Cuomo had already taken heat for other features of the budget that don’t pertain to incarceration directly. Perhaps the most incongruous is $400 million in funding cuts to hospitals. (Cuomo insisted that federal funding will mitigate some of the shortfall, according to the New York Times.) With eight months until the new budget would take effect, lawmakers in Albany seem to be counting on having weathered the worst of COVID-19, which bakes in a readymade face-saving measure; condemning greater numbers of people to filthy jails while reducing health-care capacity and infrastructure might not look as bad without the specter of an active pandemic hovering over them. It’s the same political cynicism that’s caused the governor and mayor to slow-walk their pandemic responses so far — spurring a public-health crisis at Rikers even as Cuomo has been praised widely for managing the pandemic better than President Trump. The New York City Board of Correction, criminal-legal reform advocates, and medical experts alike have been saying for weeks that the best way to protect prisoners, corrections officers, and medical staff at places like Rikers is to let as many prisoners walk free as possible, as quickly as possible. Instead, officials have done so piecemeal and with great prejudice; their largesse has been limited to people detained for some, but not all, noncriminal parole violations and misdemeanor offenses. More often, long-standing concerns about appearing “soft on crime” have been an effective counterweight to common sense. When you have public-health advocates in one ear and district attorneys in the other screaming “law and order,” the choice for a politician is often treated as no choice at all, and New York is no exception.

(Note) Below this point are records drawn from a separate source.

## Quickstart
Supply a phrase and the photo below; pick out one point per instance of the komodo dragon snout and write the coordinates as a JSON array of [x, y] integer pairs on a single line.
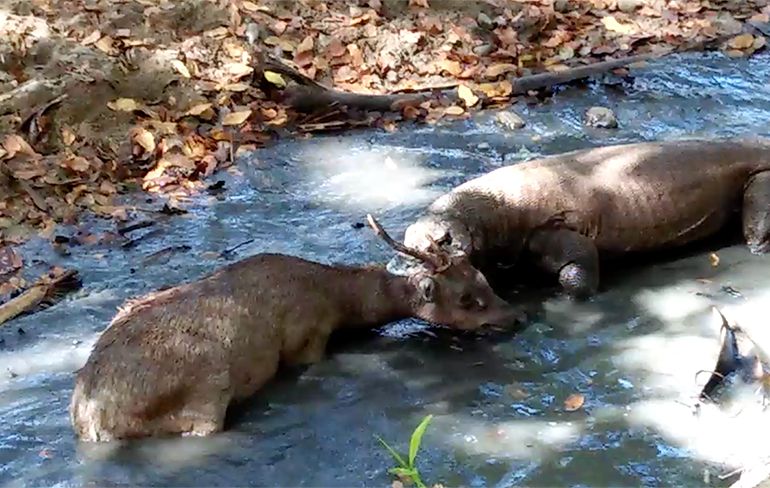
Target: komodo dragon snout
[[450, 234]]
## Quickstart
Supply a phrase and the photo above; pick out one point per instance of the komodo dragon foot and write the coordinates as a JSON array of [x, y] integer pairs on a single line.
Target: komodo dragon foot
[[570, 255], [756, 213]]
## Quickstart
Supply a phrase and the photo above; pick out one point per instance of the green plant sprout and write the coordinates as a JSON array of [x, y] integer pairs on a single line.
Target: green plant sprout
[[404, 469]]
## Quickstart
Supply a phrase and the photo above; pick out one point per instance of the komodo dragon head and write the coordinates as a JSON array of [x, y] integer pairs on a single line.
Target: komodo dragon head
[[448, 233]]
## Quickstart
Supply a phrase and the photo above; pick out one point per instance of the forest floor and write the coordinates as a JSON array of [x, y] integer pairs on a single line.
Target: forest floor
[[99, 97]]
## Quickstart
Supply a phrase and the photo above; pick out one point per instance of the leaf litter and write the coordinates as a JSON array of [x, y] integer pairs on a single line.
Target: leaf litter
[[100, 98]]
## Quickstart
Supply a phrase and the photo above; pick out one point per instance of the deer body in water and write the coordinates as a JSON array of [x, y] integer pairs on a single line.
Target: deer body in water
[[171, 362]]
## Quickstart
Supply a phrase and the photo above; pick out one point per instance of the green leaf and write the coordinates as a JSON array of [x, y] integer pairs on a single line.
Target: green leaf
[[274, 78], [393, 453], [405, 472], [414, 443]]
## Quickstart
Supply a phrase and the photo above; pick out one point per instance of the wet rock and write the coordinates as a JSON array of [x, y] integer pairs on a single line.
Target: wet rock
[[510, 120], [601, 118], [629, 6], [561, 6]]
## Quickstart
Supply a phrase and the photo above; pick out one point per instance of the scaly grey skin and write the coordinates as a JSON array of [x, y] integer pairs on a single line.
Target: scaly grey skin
[[569, 209]]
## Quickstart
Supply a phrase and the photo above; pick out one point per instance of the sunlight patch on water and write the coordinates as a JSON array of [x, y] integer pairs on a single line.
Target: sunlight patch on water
[[518, 439], [45, 356], [352, 176]]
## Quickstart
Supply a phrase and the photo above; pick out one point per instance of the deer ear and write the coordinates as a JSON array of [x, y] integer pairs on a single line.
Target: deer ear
[[427, 289]]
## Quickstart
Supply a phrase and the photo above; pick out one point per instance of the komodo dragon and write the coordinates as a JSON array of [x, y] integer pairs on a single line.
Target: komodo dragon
[[569, 209]]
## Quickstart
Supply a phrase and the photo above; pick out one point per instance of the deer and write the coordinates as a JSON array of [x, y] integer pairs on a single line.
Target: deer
[[171, 362]]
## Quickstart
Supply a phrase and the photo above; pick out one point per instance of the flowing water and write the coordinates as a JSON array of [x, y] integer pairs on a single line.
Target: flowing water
[[498, 399]]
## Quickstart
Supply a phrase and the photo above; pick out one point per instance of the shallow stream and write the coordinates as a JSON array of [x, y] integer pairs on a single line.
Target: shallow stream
[[498, 399]]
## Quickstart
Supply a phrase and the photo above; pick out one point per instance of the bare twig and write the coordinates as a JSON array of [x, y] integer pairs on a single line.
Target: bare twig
[[48, 286], [439, 261]]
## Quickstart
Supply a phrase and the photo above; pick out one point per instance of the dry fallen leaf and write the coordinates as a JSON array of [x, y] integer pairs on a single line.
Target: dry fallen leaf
[[467, 95], [10, 260], [450, 66], [236, 118], [198, 109], [144, 138], [743, 41], [91, 38], [67, 136], [305, 45], [574, 402], [105, 44], [274, 78], [180, 67], [612, 24], [499, 69], [76, 163], [123, 105]]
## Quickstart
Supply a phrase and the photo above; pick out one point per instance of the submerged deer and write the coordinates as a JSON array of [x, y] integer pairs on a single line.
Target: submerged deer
[[171, 362]]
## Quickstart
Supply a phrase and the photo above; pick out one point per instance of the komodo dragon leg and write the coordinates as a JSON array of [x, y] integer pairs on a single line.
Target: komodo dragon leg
[[569, 254], [756, 213]]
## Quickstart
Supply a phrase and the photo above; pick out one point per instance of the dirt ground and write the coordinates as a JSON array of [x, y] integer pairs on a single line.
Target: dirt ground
[[101, 97]]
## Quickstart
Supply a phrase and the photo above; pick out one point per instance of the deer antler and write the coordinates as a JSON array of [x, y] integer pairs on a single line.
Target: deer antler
[[439, 261]]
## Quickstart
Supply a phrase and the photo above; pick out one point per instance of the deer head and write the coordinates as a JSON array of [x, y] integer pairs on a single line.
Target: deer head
[[448, 290]]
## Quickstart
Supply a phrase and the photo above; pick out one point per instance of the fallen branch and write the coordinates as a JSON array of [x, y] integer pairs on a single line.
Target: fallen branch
[[310, 96], [57, 282]]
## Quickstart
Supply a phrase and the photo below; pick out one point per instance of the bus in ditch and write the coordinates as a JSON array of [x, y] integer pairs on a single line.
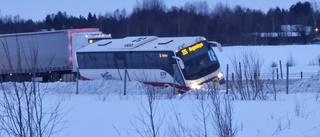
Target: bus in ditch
[[180, 62]]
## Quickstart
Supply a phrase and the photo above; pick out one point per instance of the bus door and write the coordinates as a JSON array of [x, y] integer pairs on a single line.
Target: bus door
[[178, 75]]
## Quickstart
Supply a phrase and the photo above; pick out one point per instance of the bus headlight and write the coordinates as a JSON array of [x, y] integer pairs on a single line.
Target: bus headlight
[[195, 86], [220, 75]]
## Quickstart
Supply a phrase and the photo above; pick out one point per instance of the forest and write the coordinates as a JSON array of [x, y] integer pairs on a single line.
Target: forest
[[229, 25]]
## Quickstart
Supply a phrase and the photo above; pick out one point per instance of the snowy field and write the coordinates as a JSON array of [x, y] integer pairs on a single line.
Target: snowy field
[[101, 110]]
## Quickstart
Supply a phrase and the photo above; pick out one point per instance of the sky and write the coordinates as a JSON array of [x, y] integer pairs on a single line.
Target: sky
[[38, 9], [100, 109]]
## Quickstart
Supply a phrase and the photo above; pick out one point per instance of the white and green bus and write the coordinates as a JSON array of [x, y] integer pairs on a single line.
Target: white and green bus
[[180, 62]]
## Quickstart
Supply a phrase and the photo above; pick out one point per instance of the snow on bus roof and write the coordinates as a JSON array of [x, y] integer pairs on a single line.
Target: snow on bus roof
[[141, 43]]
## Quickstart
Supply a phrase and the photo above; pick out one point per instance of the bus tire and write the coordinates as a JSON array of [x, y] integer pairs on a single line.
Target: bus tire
[[55, 76]]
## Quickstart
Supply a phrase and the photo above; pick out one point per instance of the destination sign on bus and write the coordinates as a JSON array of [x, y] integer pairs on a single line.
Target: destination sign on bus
[[191, 49]]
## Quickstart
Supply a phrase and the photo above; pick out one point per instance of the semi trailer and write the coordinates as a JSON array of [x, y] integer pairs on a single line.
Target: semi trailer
[[45, 55]]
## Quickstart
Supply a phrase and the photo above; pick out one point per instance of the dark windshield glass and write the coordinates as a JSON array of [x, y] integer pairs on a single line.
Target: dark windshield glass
[[199, 60]]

As such, the same missteps that incubated today’s crisis are being recycled to facilitate future havoc. Despite hundreds of prisoners’ being set free in trickles of amnesty in recent days, more than 4,500 are still stuck at Rikers. The conditions to which they’re being subjected turn the stomach. Accounts abound of inadequate access to cleaning supplies and a near-total absence of social-distancing measures in several dormitories. Medical capabilities are being overwhelmed, with some prisoners forced to play medic for others until real doctors arrive. Guards are openly begging their incarcerated wards to behave so as not to exacerbate an already-tense situation. With no plans for freeing prisoners en masse, the governor and mayor are condemning the island’s residents and workers to weeks and potentially months of panic and expanding infection. And despite it all, this morning in Albany, Cuomo ensured that the relatively low Rikers population will swell again soon. “These [bail-reform] laws have been critical public-health protections in the face of coronavirus,” said George. “Yet still, elected leadership, driven by politics rather than advancing sound policy and human rights, will undo them.”